Sejak tanggal itu, Pulau Penyengat yang berdepan-depan dengan pusat pemerinatahan Resident van Riouw di Tanjungpinang, berada dalam “…jagaan militeri sebab Sultan Abdulrahman [Muazamsyah] dipecat,” tulis seorang saksi mata dalam catatan hariannya.
Puluhan serdadu Marsose yang turun dari geladak kapal pendarat Java mengepung Pulau Penyengat, menjaga sejumlah bangunan penting, terutama Gedung Rusydiah Club Riouw Pulau Penyengat, dan menempelkan lembaran surat pemberitahuan yang ditandatangani dan dibubuhi stempel Resident van Riouw, G.F. de Bruijnskop.

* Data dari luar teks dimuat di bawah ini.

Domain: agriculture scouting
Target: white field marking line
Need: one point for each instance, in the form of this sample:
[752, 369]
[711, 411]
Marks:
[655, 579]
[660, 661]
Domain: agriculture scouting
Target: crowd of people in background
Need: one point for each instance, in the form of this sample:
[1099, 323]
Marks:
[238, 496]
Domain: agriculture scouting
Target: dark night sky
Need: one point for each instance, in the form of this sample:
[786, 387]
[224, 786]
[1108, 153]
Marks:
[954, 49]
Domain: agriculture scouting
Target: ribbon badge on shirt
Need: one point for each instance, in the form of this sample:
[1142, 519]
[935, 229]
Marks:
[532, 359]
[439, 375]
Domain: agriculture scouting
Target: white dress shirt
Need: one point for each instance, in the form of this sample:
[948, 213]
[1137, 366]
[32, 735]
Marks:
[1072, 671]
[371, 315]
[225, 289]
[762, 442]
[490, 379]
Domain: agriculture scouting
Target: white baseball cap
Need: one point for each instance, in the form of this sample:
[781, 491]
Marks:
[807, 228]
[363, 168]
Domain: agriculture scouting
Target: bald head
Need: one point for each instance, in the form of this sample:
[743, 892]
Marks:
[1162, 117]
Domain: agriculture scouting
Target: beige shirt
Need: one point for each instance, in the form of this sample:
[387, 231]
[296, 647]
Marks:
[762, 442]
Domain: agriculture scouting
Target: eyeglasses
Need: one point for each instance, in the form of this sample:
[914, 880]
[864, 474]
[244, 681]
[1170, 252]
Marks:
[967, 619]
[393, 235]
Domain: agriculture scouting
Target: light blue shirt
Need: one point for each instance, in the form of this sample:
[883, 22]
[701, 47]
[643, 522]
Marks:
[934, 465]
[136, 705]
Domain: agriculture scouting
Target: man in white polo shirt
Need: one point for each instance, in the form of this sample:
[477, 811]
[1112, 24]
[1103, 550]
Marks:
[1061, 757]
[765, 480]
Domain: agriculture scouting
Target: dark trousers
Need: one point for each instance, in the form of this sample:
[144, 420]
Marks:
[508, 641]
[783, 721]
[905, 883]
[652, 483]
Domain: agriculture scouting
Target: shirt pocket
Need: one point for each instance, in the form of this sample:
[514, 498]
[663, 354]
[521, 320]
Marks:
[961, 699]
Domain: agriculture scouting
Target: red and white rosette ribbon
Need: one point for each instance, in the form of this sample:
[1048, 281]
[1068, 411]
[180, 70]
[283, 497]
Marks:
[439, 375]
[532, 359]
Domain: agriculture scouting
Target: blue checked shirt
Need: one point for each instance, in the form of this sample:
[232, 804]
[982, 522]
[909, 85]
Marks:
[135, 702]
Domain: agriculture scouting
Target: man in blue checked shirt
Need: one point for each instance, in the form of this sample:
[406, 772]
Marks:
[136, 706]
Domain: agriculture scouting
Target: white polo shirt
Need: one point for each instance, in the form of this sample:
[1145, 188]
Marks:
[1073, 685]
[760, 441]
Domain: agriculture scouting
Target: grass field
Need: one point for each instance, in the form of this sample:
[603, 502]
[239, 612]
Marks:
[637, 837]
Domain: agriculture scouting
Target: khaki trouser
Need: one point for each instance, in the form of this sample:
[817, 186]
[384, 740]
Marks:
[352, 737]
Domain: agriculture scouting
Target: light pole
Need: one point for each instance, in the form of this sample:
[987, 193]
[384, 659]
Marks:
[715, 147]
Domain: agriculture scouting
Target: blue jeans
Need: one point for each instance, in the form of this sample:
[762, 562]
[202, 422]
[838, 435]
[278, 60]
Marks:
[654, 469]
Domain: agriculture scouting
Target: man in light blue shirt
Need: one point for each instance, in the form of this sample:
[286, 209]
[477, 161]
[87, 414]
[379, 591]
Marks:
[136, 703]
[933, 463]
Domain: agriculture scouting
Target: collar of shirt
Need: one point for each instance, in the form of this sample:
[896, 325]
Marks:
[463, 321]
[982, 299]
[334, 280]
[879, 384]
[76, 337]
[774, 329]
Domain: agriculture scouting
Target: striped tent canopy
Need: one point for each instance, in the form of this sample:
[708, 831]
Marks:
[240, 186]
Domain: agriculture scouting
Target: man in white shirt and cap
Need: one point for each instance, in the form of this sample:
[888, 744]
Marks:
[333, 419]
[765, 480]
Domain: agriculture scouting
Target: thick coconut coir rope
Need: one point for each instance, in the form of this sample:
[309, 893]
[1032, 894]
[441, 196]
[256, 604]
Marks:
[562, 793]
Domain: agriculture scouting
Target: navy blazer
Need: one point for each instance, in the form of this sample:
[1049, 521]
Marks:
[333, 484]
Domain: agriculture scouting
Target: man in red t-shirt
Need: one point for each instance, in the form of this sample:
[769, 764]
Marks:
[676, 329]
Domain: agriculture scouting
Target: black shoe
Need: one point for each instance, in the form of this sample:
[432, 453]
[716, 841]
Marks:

Lembaran surat pemberitahuan tanpa tarikh yang ditulis dengan tulisan tangan menggunakan huruf jawi (huruf Arab Melayu) tersebut bersikan kalimat-kalimat peringatan dan sekaligus ancaman sebagai berikut: Bahwa kita Sri Paduka Resident Riau dan daerah takluknya sekalian memberi tahu kepada sekalian orang penduduk di Pulau Penyengat, yang pada ini hari kita telah suruh seldadu-seldadu jaga di Pulau Penyengat. Akan tetapi jangan kamu sekalian takut akan hilang barang-barang atau berbahaya, asal jangan kamu melawan atau ingkar akan perintah dan aturan kita.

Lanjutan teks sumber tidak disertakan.